In pre-Gilead days, Offred, the protagonist of The Handmaid's Tale, typified a species of young woman that abounds in contemporary America. Well-educated, employed, liberated, she coupled freely and casually and, as she recalls, "used to think….as if everything were available to us, as if there were no contingencies, no boundaries; as if we were free to shape and reshape forever the ever-expanding perimeters of our lives." Marriage and a child only heightened her bliss; she thrived in a world where smart young career women breakfasted on granola, dined in chichi little restaurants, fattened their bank accounts, drove Saabs, and enrolled their offspring in progressive day-care centers. And then the iron fist of repression smashed her cozy existence.

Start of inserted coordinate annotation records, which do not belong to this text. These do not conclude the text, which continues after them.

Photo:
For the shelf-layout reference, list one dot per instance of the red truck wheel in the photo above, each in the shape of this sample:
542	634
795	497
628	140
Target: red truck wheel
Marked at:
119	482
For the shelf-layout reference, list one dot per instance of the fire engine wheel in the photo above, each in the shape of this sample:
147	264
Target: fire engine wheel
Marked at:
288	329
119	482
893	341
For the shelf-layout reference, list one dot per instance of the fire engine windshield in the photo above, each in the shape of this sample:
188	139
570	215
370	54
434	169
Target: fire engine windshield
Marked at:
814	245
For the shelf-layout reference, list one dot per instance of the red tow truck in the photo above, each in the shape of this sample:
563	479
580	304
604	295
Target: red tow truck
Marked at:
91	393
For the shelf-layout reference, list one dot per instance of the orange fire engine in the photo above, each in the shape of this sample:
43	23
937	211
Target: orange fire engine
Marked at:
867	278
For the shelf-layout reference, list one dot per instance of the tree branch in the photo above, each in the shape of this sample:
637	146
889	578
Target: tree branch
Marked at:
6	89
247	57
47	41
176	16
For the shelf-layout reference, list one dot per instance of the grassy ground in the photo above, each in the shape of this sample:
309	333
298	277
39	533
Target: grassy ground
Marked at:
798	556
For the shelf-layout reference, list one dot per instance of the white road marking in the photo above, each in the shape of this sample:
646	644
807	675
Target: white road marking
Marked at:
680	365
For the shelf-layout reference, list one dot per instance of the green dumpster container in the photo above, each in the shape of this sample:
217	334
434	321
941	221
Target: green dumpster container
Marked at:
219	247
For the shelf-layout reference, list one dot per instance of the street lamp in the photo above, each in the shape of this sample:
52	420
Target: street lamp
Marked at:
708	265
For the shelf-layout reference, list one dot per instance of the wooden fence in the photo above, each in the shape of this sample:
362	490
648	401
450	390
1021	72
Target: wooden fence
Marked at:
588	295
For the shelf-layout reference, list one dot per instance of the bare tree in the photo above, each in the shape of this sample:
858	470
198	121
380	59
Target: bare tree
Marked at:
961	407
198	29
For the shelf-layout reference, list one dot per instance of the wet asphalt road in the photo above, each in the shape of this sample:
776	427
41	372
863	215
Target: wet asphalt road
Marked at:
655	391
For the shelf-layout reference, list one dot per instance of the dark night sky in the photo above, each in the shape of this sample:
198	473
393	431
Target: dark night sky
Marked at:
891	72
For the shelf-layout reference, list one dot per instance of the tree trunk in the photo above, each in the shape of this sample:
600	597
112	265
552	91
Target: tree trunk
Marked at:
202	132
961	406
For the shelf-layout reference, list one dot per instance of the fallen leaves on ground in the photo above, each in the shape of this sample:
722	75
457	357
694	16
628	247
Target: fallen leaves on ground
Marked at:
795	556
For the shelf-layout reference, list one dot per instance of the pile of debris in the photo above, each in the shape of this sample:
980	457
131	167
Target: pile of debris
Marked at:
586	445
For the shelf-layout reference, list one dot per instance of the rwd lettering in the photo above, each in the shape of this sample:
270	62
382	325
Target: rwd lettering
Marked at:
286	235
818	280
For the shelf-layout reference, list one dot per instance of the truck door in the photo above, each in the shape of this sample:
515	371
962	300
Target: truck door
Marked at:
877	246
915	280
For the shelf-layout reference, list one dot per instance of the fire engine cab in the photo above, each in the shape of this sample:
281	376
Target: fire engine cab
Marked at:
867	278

In a desperate attempt to escape to Canada (Miss Atwood is, not coincidentally, Canadian), she, her husband, and daughter were seized by the police and separated, never to be reunited. After a stint at the Rachel and Leah Re-education Center, Offred was admitted to the Order of Handmaids, whose function is to produce children for the ruling Commanders whose wives cannot conceive. After two unsuccessful assignments she finds herself stationed in the home of Commander Fred (hence her name, "Of-Fred") in Cambridge, Massachusetts (Massachusetts, that is, in the pre-Gilead era). With the birth-rate disastrously reduced because of nuclear mishaps, toxic spills, and pollution of the atmosphere, Offred is a "national resource," or, as she says, "a two-legged womb," with nothing to do but while away endless boring days. Fed, vitamined, and bathed, she exists solely for the monthly "Ceremony," a passionless ritual in which the Commander plants his seed in hopes of harvesting a crop nine months later.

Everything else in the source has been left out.